あぁ俺は魚になりたい、と頬杖をつきながら言うものだから、私はどうにも苦しくなって、とりあえずエラ呼吸の練習でもしてみたら、と意味のない言葉を並べてしまった。

言った私は肺呼吸が上手く出来なくなって、海の中のほうが思い切り息を吸える気がした。







気候は完全なる夏。
一体いつからだったのか思い出せない程長い間、雨の降らない日が続いていた。
吸い込む空気も吐く息も、自分の体温より高く感じる。
事実、高いのかもしれなかったが、それを測る術はない。

雪の舞う島から来た我が船の名医は、ぐったりと横になったままだ。空に向かって伸びているはずの自慢の角さえも、熱風によって飴細工のようにぐにゃりと曲がっているように見えた。


「蜃気楼かしら。…違うわね、幻覚だわ」


独りで話している自覚もなく呟いた。
それを合図にしたのか、金髪のコックは長い足を器用に動かして近づいてくる。


「この熱さだ、仕方ねぇさ」


黒のスーツは上着だけがクローゼットに取り残されているらしく、ストライプのシャツの袖口が丁寧に捲くられていた。
彼の細身のジャケットは、まだ暫く置いてけぼりになるだろう。

空になったグラスを持ち上げて、おかわりはいかがですか、と聞く彼に右手を挙げて断りを入れた。
ここ何日かの水分摂取量は、体の許容範囲を超えている。
元来水分の占める割合の多い人間の体ではあるが、今朝は心なしか顔や足が浮腫んでいた気がしていたものだから、鏡に映る自分の姿を見て、今日は彼のお手製ドリンクは控えようと決めていた。


「それじゃあそこの水だけ替えましょう」


白い指が、私の足元を示す。
つい先程まで冷水で満たされていたそれは、既に体温と同化していて、更には強い太陽光に当てられて幾分蒸発しているようだった。
表に出るのと同時に用意されていたその冷水に両足を浸しながら空と海と古ぼけた本を順番に眺めていたのだが、本来こんなことは一流の料理人の仕事ではないとも思う。
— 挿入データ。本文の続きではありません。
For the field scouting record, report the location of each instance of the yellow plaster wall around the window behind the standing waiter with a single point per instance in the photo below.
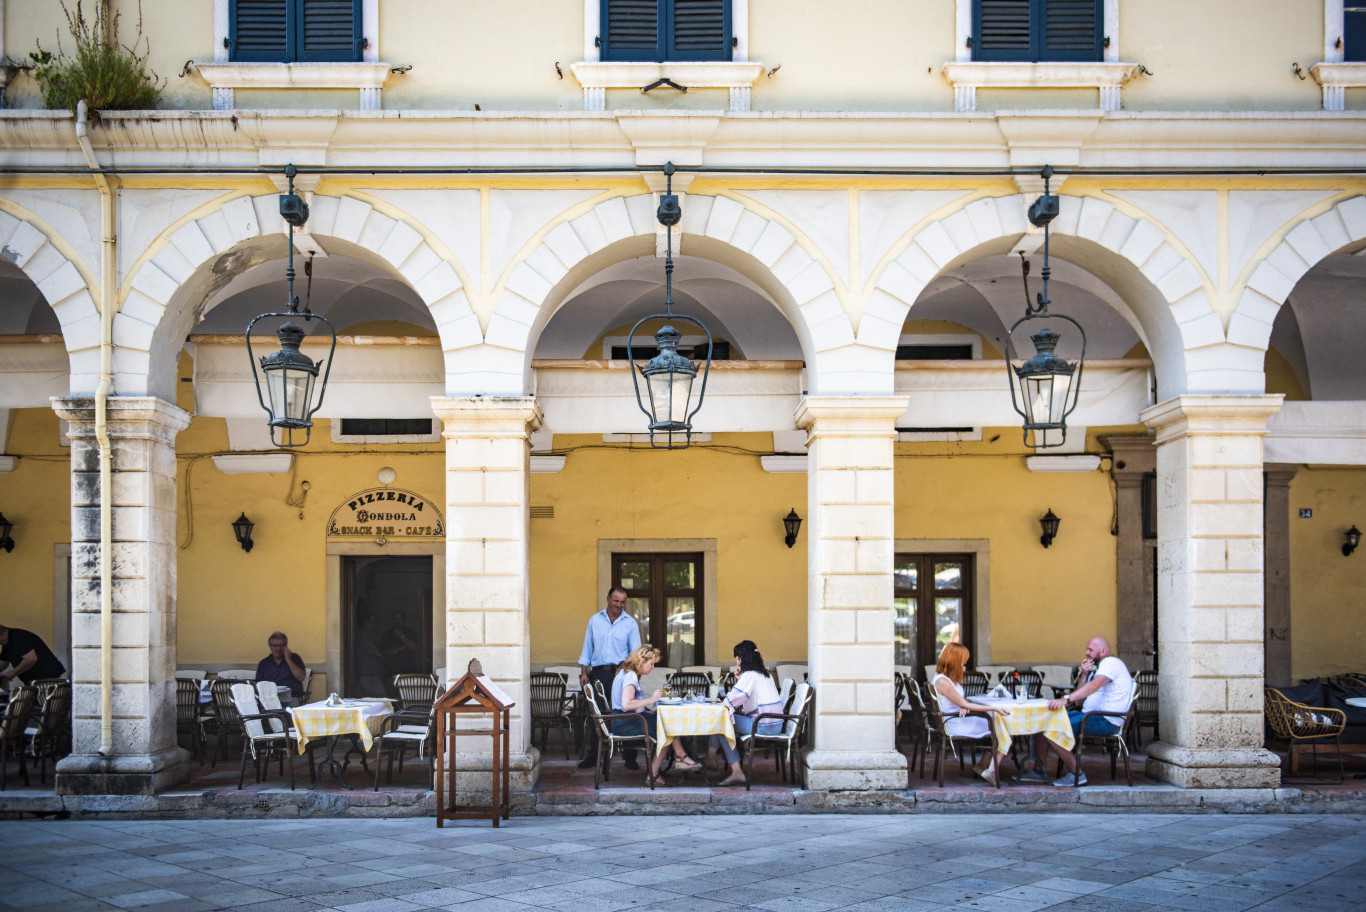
(716, 491)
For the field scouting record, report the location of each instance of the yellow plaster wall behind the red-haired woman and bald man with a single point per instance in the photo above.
(1044, 603)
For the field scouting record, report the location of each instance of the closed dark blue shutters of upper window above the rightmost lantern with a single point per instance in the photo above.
(1037, 31)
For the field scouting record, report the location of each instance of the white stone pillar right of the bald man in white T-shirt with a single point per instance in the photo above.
(1210, 603)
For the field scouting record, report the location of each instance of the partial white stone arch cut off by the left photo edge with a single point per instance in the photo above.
(65, 283)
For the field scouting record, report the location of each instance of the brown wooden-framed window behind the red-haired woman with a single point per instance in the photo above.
(934, 604)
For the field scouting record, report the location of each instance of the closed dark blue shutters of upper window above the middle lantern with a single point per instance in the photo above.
(666, 31)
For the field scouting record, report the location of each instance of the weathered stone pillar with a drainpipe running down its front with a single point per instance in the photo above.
(144, 758)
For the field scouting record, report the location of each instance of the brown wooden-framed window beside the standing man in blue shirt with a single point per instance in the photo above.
(666, 597)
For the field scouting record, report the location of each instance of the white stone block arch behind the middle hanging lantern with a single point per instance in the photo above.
(719, 229)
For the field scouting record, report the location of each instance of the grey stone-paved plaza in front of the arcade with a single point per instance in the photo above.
(789, 864)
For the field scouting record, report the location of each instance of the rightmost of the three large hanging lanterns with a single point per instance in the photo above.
(1048, 386)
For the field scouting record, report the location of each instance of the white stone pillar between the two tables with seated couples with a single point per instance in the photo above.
(849, 618)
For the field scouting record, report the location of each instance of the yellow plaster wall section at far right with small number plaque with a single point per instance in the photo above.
(1328, 622)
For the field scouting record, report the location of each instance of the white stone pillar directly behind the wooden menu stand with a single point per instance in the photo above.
(488, 454)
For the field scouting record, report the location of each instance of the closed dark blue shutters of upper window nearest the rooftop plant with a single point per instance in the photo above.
(296, 31)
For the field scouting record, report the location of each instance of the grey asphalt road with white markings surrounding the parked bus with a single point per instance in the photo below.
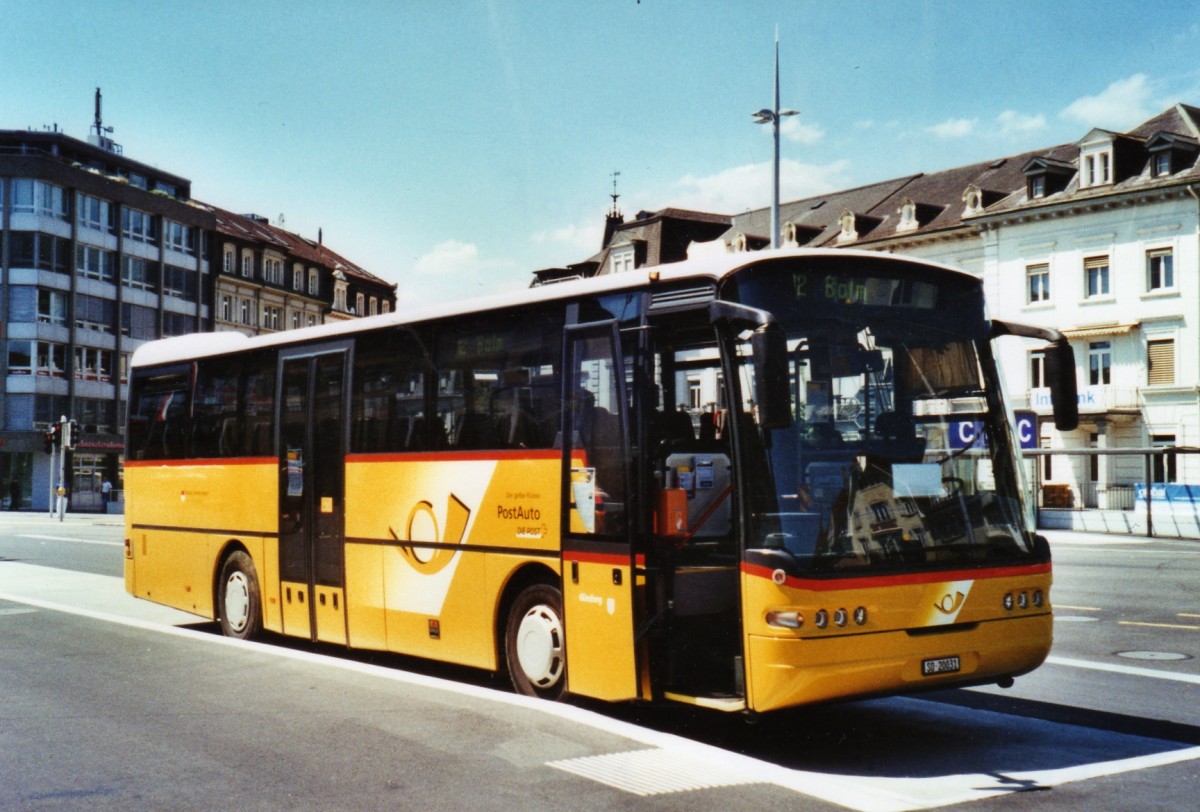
(115, 703)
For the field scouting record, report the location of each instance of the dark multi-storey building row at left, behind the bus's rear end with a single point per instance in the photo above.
(100, 254)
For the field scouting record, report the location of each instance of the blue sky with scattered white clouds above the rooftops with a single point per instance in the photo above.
(455, 147)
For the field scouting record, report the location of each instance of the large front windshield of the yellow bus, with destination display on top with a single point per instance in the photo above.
(899, 454)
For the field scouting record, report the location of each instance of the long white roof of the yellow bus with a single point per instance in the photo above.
(715, 268)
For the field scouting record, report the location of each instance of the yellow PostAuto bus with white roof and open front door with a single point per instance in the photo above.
(746, 483)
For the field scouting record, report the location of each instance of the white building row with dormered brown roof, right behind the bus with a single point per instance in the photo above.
(1099, 238)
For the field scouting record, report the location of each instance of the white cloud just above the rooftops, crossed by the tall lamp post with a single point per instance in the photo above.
(749, 187)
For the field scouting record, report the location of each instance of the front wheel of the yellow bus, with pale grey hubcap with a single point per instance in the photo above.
(535, 645)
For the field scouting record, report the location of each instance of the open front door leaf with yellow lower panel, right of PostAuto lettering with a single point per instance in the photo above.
(601, 579)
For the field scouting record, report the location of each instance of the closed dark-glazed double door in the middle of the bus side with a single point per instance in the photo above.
(313, 452)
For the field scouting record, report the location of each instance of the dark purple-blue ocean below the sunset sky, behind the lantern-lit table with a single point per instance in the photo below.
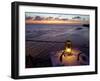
(43, 39)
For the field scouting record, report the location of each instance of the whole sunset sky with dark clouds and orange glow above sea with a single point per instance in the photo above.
(55, 18)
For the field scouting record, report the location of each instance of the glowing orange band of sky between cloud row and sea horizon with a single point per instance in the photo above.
(67, 22)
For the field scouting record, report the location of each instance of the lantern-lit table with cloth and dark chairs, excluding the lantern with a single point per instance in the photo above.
(76, 58)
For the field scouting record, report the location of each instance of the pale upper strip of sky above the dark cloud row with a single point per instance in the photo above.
(58, 15)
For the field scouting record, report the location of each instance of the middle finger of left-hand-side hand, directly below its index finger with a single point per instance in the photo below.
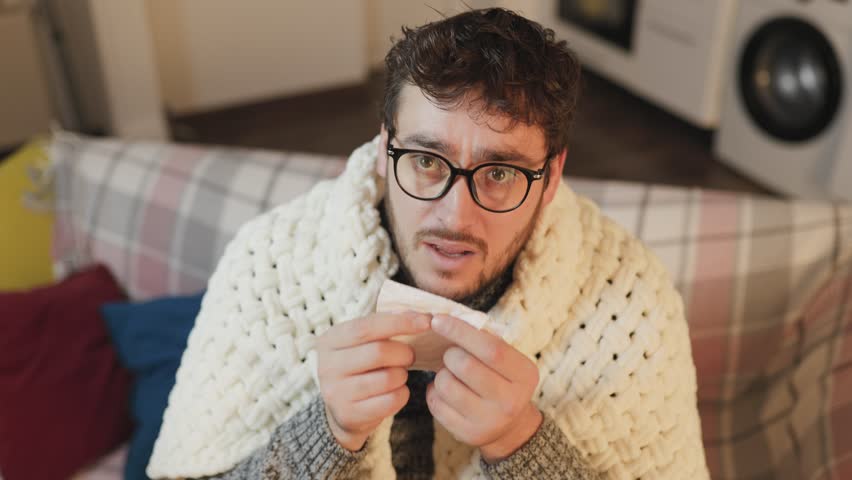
(370, 356)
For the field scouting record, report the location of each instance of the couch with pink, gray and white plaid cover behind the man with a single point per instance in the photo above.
(767, 283)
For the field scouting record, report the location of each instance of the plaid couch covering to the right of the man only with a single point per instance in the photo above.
(767, 286)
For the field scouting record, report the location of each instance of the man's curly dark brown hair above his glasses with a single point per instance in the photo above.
(502, 62)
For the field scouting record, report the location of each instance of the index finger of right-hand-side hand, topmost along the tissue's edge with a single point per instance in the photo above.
(492, 351)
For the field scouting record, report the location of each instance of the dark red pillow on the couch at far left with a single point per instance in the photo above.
(63, 394)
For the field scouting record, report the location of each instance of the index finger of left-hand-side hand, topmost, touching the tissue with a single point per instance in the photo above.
(374, 327)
まるで一国の姫君のような扱いにほんの少しの罪悪感を覚えて、動き出した彼の腕を制止した。


「自分でするわ、ありがとう」

「プリンセスの為に働くのがナイトの役目かと」

「馬鹿ね。それじゃあナイトどころか召使いよ」


それもそうかと笑う彼は、実に優雅な仕草で続ける。


「だったら贅沢は言わず、俺は喜んで召使いに立候補するよ」


どこまでも私を甘やかすテノールの声は静かにそう告げた。
私が世界を手に入れたいと言ったら、可愛いすぎるラッピングボックスの中に世界を閉じ込めて差し出してくれるに違いない。


「そんなサンジ君に良いことを教えてあげるわ」

立ち上がって、読みかけの本をサイドテーブルに置いた。


「私って、お姫様なんかじゃないのよ」


それは初耳だ、と大げさなリアクションで目を見開いた彼はさも楽しそうに問いかけてくる。


「それならナミさんは一体何?」


手に持ったグラスの中で溶けた氷がカランと鳴った。
シャツから伝わる、男性らしい骨ばった肩に一瞬手を置いて私は用意していた答えを放った。





「ちょっと美人でスタイルの良い、優秀な航海士なの」



それならやっぱり俺は君の召使いを望むよ、という声を背後に聞きながら船首に向かって歩を進めた。